Dabei hatte der FC St. Pauli lange mit dem Hamburger Senat verhandelt, um
eine 3G-Lösung zu erreichen, nach der auch ein negativer Coronatest den
Eintritt ins Stadion ermöglicht hätte. Letztlich erlaubte die Stadt erst
unter 2G-Bedingungen eine zunehmende Stadionauslastung. Sie ebnete auch
der Rückkehr der Ultras den Weg, die zunächst ihrerseits Heimspiele
boykottiert hatten, an denen sie wegen der Abstandsregeln nicht in voller
Stärke hätten teilnehmen können.

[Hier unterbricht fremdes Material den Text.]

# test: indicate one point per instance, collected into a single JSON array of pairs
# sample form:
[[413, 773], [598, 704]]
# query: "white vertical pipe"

Gegen Rostock waren schon gut 22.000 der
über 30.000 Plätze besetzt. Aber eben nur von St.-Pauli-Anhängern.
## Im Fußball geht es oft um einfache Botschaften
Warum das Rostock-Spiel dennoch ein Risikospiel blieb? Dafür sprechen
einerseits Erfahrungen aus früheren Jahren, in denen der Stadtteil St.
Pauli ein einziges Schlachtfeld gewesen war, ohne dass mehr als ein loser
Bezug zum Besitz von Eintrittskarten fürs Stadion erkennbar war.
Auch diesmal wollten die Rostocker Fans trotz Abwesenheit die
Deutungshoheit nicht den St. Paulianern überlassen, setzten im Vorfeld
Duftmarken. Sie bemalten nicht nur die Davidtreppe mit ihren Farben, durch
ihre Lage unweit der ehemals besetzten Hafenstraßen-Häuser ein maximal
politisch aufgeladener Ort, den auch HSV-Anhänger regelmäßig kolorieren.
Schon Tage vor dem Spiel hatten mutmaßlich Rostocker Fans ein Transparent
mit dem Slogan „Pauli-Schweine!“ über eine Autobahnbrücke gespannt, daneb…
einen Schweinekopf gehängt. Im Fußball geht es oft um einfache Botschaften.
Dieselbe Installation wiederholte sich ein paar Tage später mitten in
Hamburg. Die Polizei nahm daraufhin Ermittlungen wegen Beleidigung auf,
auch wenn es nicht ganz leicht sein dürfte, ein Subjekt zu finden, das sich
durch die Aktion beleidigt fühlt. Aber mit den Rostocker Fans haben die
Hamburger Ordnungshüter ohnehin eine Rechnung offen, seit in deren Fankurve
beim letzten Heimspiel mit einem Transparent gefeiert wurde, dass ein
Hamburger Polizist bei einer Übung in Mecklenburg-Vorpommern ums Leben
gekommen war.
Die Abneigung beider Fan-Szenen reicht zurück bis in die 90er-Jahre.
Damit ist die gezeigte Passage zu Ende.